The advantages of the Posit Package Manager solution include that (1) it is ran by Posit, a huge player in the R market, (2) it works not just with CRAN but also bioconductor (but unlike groundhog, not with GitHub or GitLab packages), and that (3) it installs binaries for Linux machines, while groundhog only offers source for Linux.
The disadvantages are the following:
- Dependency versions. The Posit approach only achieves version-control for the requested package, not its dependencies (if there is some version of a dependency already installed, that version will be used, not the version available on the date in the repository option). Groundhog, in contrast, checks the version of all dependencies. This shortcoming with the Posit solution can be avoided by setting a custom directory for packages to be installed for each project, always starting with a clean slate (0 packages installed), but that’s cumbersome, inefficient, and difficult to convey to readers of the R script (who would need to do the same).
- Re-installation. The Posit approach only modifies the installation of packages, nor their loading (not the
library()
command). This means that to ensure one has version-controlled a script, to ensure thatlibrary('rio')
loaded the intended version, one has to reinstall the rio package (!). For example, if you were using 2023-06-01 as the date for packages for a while, then switched to a new script with date 2023-09-01, and then went back to the older script, you would have to reinstall all packages (or more likely, forget, and use the wrong version). With groundhog, in contrast, groundhog.library(pkg,date) will verify when loading that the desired version is loaded. Moreover, alternative versions are saved side by side, so you never really have to re-install the same version. Like #1, this can be avoided by having custom a package folder for each script or project you work on.

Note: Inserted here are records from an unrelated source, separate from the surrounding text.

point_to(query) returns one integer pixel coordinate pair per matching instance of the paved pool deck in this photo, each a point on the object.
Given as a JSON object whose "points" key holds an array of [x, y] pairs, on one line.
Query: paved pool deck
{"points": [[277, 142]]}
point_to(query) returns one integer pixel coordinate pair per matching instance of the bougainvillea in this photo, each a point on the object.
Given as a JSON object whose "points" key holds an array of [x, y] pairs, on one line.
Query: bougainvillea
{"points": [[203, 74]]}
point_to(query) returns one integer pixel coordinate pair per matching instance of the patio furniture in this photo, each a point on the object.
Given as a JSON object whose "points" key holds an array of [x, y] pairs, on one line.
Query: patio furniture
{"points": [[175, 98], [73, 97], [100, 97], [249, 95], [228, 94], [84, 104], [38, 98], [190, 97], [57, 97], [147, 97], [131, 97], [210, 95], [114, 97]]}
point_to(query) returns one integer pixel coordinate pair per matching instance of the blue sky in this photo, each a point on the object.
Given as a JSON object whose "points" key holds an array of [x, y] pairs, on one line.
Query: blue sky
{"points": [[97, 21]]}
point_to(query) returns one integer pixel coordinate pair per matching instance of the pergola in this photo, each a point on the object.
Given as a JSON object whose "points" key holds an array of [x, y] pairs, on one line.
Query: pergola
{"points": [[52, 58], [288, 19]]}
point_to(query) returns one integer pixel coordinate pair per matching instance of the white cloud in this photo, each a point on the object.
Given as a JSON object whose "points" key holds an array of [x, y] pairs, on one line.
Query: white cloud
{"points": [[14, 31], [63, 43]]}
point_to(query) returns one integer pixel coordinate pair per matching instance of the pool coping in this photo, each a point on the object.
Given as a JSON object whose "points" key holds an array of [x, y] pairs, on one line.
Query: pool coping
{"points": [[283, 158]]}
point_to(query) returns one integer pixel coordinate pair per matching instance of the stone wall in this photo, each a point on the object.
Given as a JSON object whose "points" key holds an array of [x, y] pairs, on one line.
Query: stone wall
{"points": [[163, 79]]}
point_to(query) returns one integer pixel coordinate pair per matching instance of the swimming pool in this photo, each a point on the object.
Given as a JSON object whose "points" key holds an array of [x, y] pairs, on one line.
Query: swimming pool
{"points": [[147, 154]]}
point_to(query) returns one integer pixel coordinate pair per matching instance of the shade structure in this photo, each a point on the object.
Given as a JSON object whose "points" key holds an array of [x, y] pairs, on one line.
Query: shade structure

- Windows vs Mac. A CRAN archive date is not enough to ensure the same version of the pkg is available. On any given date, there may be a binary version for Windows and a different one for Mac (this happens because binaries for Mac and Windows are built by different people on their own schedule, sometimes weeks apart). Groundhog uses the date to find the version (the most recent version available), and then looks for the binary for that version whenever it was available, so the same script delivers the same version on Mac and Windows. If the Mac binary was available 2 weeks later, it gets it from 2 weeks later, instead of installing the older version of the package (or from source).
- From source. The Posit approach will end up leading users to have to install from source (the slower and more buggy installation process, specially on a Mac) because there is often a delay between pkg being available and a binary of it being available. Groundhog will deliver a binary for the requested version if it was ever offered.
- GitHub: Only groundhog also does version control with GitHub and GitLab packages
- R version: Only groundhog guides users to the version of R they should use for the date of interest
Bottom line
The Posit solution is pretty good. If it had existed when I wrote groundhog, i probably wouldn’t have written it. But it seems to offer a worse solution than groundhog, one that is slower, less transparent, requires frequent (almost constant) re-installation of packages, and is more prone to human error when relying on it. As with renv, the posit solution may be superior for an in-house corporate environments, but is inferior for an environment involving open collaboration among academics seeking at least medium term reproducibility for individual stand-alone scripts.